Die Nacht war schon fast vorüber, doch ich musste mich endlich schlafen legen. Ich zog das tolle Kleid aus und betrachtete mich nackt im Spiegel. Es war Gott sei Dank nur ein Märchen, dass sich Vampire im Spiegel nicht sehen konnten. Ich sah mich sehr genau und es gefiel mir, was ich dort sah: einen vollkommenen Körper, doch etwas hatte sich verändert. Meine Haut war nicht mehr so rosig, sie war weiß wie Alabaster und glänzte matt. Ich strich mit der Hand über meine Brüste, den Bauch, die Hüften bis zu den Oberschenkeln. Ich konnte nicht sagen, ob sich die Temperatur meiner Haut verändert hatte, aber sie sah wirklich anders aus. Meine Venen zeichneten sich sanft unter der Oberfläche ab und mein Tattoo war nicht mehr so schwarz, es war deutlich heller geworden.
Meine schwarzen Haare machten aus meinem Gesicht ein Schneewittchen mit knallroten Lippen und schwarzen Augen. Das musste den Männern gefallen. So würde ich jetzt die nächsten Jahrhunderte aussehen. Unbeschreibliche Freude stieg in mir auf. Ich hatte dem Alter ein Schnippchen geschlagen. Vielleicht hatte ich doch die richtige Entscheidung getroffen.
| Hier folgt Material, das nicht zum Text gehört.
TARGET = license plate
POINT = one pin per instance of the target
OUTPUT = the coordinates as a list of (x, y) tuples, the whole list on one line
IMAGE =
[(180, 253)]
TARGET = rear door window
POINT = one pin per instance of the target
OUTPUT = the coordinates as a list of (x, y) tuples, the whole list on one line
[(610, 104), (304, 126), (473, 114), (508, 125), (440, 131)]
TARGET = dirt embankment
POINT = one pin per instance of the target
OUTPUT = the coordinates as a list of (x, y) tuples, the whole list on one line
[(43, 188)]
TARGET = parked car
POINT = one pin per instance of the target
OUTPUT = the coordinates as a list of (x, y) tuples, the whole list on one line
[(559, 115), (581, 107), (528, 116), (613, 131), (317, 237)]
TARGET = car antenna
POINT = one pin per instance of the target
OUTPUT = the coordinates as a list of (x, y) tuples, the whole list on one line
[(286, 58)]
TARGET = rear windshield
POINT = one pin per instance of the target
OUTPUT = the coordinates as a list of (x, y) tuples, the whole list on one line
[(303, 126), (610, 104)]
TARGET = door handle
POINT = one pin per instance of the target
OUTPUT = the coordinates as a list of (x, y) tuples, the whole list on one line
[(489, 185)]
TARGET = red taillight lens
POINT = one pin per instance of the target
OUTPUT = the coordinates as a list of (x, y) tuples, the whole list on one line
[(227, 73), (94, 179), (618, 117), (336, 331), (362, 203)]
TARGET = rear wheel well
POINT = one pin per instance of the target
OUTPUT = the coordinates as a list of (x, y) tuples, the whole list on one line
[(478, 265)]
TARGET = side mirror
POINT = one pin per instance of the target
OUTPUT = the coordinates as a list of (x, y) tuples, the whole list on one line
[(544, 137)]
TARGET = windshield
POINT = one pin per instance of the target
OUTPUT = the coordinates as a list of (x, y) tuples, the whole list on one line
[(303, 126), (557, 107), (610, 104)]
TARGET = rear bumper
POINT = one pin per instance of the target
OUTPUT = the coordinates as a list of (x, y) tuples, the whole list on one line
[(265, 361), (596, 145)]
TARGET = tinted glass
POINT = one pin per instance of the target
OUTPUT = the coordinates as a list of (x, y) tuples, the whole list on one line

Ich ging zum Bett und ließ mich rückwärts auf die Kissen fallen. Ich würde heute Nacht nackt schlafen. Ich freute mich schon darauf, Nicholas auf meinem neuen Körper zu spüren. Ob es ihm auffallen würde, dass meine Haut glatter und schöner geworden war? Er hatte mich bisher nur im Kerzenlicht gesehen, deshalb nahm ich an, dass er vielleicht gar nichts bemerken würde. Jetzt rauschte reines Vampirblut in mir, das mir mehr Kraft und Ausdauer verleihen würde. Er würde sich anstrengen müssen, mich zu befriedigen. Diese Gedanken erregten mich stark und ich spürte, wie mein Körper sich nach seinen Händen und Berührungen sehnte.
Ich war froh, dass ich Orlando eine Absage erteilt hatte, er war sicher mit den Anderen bei der Jagd nach Blut. Wäre er jetzt hier gewesen, hätte ich ihm bestimmt nicht widerstehen können. Mein Verlangen nach Sex war auch nach der Umwandlung nicht weniger geworden, eher noch stärker. Schließlich übermannte mich die Müdigkeit und ich schlief ein.